David’s unjustified demand for Nabal to provision his bandits and his willingness to slaughter all of them gets swallowed up in romantic tellings of the marriage of Abigail and David. Abigail pays what is essentially a shakedown bribe, think of a gang demanding protection money from a store owner. 

The psalmist, reflecting on the ways in which people with power dominate and subjugate, counsels her hewers not to be angry on account of the wicked but rather trust God to bring them to a just end. It is hard counsel for there is much to be angry about and, that just end is clearly not a swift end. But the psalmist has lived long enough to see the wicked fall. She knows of what she speaks. She is a wise elder among us calling us to wait to see the justice of God in our lifetimes. 

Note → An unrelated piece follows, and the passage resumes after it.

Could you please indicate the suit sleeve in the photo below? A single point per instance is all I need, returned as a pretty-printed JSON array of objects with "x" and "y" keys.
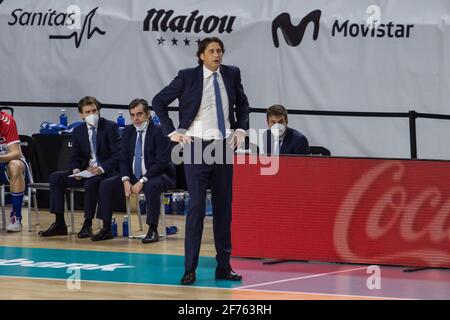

The ethical framework of the epistle is presented primarily in yet another list of behaviors to be avoided. More helpfully, it points back to the primary principle of love of neighbor. 

In the Gospel Zacchaeus models the much overlooked principle of reparation. His repentance is accompanied by actions to make right wrong he has done and to go beyond it. 

In these readings money, wealth, possessions and power are barometers for our ethics. How we treat each other is not simply a matter of interpersonal civility. It is how we use the resources we have for the betterment of the world around us and to meet the needs of those in our midst.